Também à noite, são esperados os dados da balança comercial chinesa em fevereiro. Durante a manhã, nos EUA, serão conhecidos os pedidos semanais de auxílio-desemprego feitos no país e os números revisados do custo da mão de obra e da produtividade no último trimestre de 2018. À tarde, é a vez do crédito ao consumidor norte-americano (17h).

Nova crise

O presidente Bolsonaro não reagiu bem às vaias e protestos contra ele durante os desfiles de rua no carnaval pelo país. A conta oficial do presidente no Twitter foi bastante usada durante os dias de folia para fazer postagens atacando artistas e jornalistas, além de publicar um “vídeo adulto” com conteúdo de acesso restringido.

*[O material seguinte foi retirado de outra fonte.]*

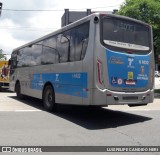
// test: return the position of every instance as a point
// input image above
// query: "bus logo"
(130, 75)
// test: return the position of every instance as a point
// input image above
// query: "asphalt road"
(24, 123)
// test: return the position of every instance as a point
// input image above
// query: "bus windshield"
(125, 34)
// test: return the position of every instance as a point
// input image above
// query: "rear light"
(100, 72)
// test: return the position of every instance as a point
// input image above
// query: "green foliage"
(2, 56)
(147, 11)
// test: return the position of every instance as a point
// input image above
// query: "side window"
(63, 41)
(36, 52)
(29, 56)
(25, 57)
(50, 54)
(81, 41)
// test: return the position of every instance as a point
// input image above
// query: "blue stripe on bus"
(128, 70)
(74, 84)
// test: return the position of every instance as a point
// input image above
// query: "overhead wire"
(48, 10)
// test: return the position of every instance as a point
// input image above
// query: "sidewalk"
(151, 106)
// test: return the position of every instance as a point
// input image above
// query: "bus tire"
(49, 99)
(18, 91)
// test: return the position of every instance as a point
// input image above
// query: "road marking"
(36, 110)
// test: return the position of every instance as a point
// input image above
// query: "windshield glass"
(125, 34)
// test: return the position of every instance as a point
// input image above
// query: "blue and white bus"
(100, 60)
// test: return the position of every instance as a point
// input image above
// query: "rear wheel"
(18, 91)
(49, 99)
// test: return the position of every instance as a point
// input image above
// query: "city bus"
(99, 60)
(4, 74)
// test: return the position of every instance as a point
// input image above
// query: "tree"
(2, 56)
(147, 11)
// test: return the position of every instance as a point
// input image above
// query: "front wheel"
(49, 99)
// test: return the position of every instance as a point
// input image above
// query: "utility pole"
(1, 8)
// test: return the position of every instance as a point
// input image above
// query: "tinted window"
(81, 41)
(63, 46)
(125, 34)
(50, 54)
(29, 56)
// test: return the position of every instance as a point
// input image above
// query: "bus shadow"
(91, 118)
(32, 102)
(94, 118)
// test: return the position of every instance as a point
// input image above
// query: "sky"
(19, 26)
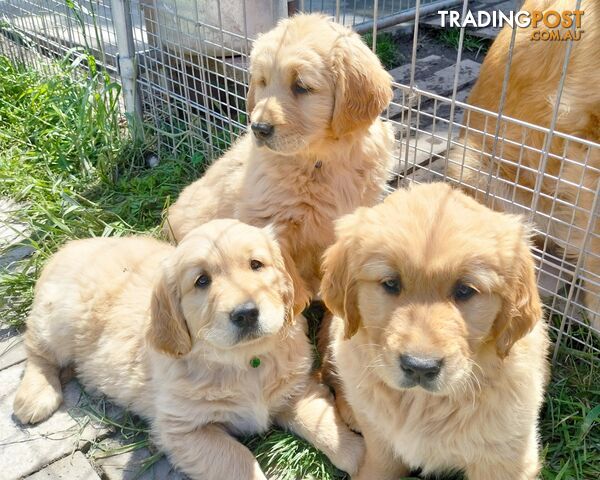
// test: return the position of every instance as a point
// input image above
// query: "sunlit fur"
(127, 314)
(531, 95)
(328, 153)
(480, 415)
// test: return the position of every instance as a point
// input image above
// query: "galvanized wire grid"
(192, 59)
(31, 31)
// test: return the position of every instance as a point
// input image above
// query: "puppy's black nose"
(262, 131)
(420, 369)
(244, 316)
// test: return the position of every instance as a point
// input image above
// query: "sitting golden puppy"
(199, 339)
(317, 149)
(439, 338)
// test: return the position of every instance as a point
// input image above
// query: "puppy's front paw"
(351, 452)
(32, 405)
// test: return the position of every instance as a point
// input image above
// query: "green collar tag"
(255, 362)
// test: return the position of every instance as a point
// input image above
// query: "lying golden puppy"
(438, 337)
(199, 339)
(571, 172)
(317, 149)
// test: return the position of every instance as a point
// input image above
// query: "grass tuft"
(471, 43)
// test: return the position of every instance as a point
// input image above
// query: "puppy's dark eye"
(391, 285)
(463, 292)
(256, 265)
(300, 89)
(203, 281)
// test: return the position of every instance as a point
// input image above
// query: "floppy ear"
(521, 306)
(338, 287)
(363, 88)
(168, 332)
(250, 101)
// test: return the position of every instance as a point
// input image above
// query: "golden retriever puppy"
(568, 187)
(316, 150)
(438, 335)
(199, 339)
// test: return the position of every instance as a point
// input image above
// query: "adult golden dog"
(438, 336)
(568, 187)
(199, 339)
(317, 148)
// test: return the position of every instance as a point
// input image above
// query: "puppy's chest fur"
(242, 398)
(302, 197)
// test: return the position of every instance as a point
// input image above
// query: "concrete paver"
(25, 449)
(72, 467)
(127, 466)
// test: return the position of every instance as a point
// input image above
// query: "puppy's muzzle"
(262, 131)
(420, 370)
(245, 318)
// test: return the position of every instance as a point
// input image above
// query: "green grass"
(471, 43)
(65, 156)
(386, 49)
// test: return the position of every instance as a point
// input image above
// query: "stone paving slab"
(127, 466)
(25, 449)
(12, 349)
(72, 467)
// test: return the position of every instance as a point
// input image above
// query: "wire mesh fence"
(191, 59)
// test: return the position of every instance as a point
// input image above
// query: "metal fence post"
(121, 16)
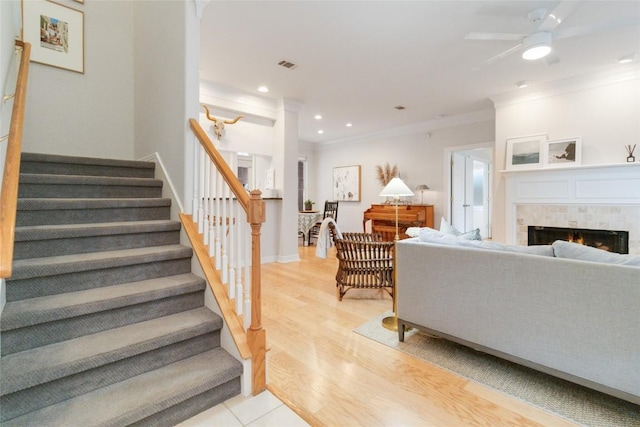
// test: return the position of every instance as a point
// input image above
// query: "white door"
(461, 191)
(470, 205)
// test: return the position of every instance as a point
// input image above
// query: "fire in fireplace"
(608, 240)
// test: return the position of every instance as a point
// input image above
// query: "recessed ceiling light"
(627, 58)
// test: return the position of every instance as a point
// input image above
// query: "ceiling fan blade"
(594, 28)
(558, 14)
(495, 36)
(498, 57)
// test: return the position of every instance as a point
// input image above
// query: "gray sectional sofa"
(575, 319)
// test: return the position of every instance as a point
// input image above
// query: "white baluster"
(219, 223)
(225, 237)
(247, 281)
(232, 237)
(201, 191)
(207, 191)
(194, 202)
(212, 213)
(240, 225)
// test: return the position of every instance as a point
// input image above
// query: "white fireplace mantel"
(596, 185)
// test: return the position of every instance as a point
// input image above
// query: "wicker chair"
(364, 262)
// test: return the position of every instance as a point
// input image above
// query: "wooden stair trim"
(9, 192)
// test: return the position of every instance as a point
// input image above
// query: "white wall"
(162, 84)
(88, 114)
(603, 110)
(419, 158)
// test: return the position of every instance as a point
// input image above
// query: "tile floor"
(263, 410)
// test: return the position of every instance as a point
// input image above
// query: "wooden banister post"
(256, 335)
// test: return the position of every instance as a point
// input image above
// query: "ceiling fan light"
(536, 46)
(536, 52)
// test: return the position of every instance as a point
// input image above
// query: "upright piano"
(383, 219)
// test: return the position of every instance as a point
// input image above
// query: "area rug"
(565, 399)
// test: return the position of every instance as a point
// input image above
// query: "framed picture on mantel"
(525, 152)
(562, 153)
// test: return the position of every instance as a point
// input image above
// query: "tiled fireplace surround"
(604, 197)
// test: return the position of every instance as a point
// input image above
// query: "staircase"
(104, 322)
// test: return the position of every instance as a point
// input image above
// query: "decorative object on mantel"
(308, 204)
(422, 188)
(562, 152)
(630, 150)
(524, 152)
(386, 174)
(346, 183)
(218, 124)
(396, 189)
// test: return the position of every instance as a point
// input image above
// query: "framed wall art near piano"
(346, 183)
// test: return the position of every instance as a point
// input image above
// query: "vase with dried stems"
(384, 175)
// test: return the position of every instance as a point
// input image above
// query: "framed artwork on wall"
(562, 153)
(525, 152)
(56, 34)
(346, 183)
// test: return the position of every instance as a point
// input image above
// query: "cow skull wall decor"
(218, 124)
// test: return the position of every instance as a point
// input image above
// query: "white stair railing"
(228, 220)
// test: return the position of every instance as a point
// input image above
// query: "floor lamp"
(396, 189)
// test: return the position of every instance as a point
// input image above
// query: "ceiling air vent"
(287, 64)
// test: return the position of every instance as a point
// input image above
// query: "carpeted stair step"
(37, 397)
(67, 186)
(86, 211)
(36, 277)
(34, 322)
(65, 239)
(71, 165)
(148, 399)
(54, 361)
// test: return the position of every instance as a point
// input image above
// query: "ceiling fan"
(538, 44)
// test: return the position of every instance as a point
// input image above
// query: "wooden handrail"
(254, 207)
(222, 166)
(9, 192)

A imprensa internacional repercutiu a publicação, que também foi comentada por analistas estrangeiros. Por mais que faça parte de uma “cartilha dos gurus digitais”, a tática comum de “causar” nas redes sociais deixou a opinião pública, no mínimo, incomodada. De quebra, Bolsonaro promoveu uma propaganda negativa da maior festa popular do país.

Na mesma rede social, saltaram os pedidos dos internautas pelo impeachment do presidente, recorrendo ao um trecho da Constituição, que diz que o processo pode ter início se o mandatário “proceder de modo incompatível com a dignidade, a honra e o decoro do cargo”. Porém, isso não significa que haja, de fato, base legal, para o processo.

Mas não restam dúvidas de que o presidente deu início a uma nova crise em seu governo, o que pode dificultar ainda mais o já paralisado andamento da agenda de reformas no Congresso. Afinal, era melhor que o presidente tivesse postando um vídeo a favor das novas regras para aposentadoria.

Agora, a aprovação da nova Previdência pode custar caro e Bolsonaro pode se ver obrigado a exercer manobras da “velha política”, negociando cargos e promovendo troca de favores, para conseguir passar a reforma na Câmara e no Senado. Mesmo assim, esse toma-lá-dá-cá não deve impedir uma “desidratação” do texto original. A conferir.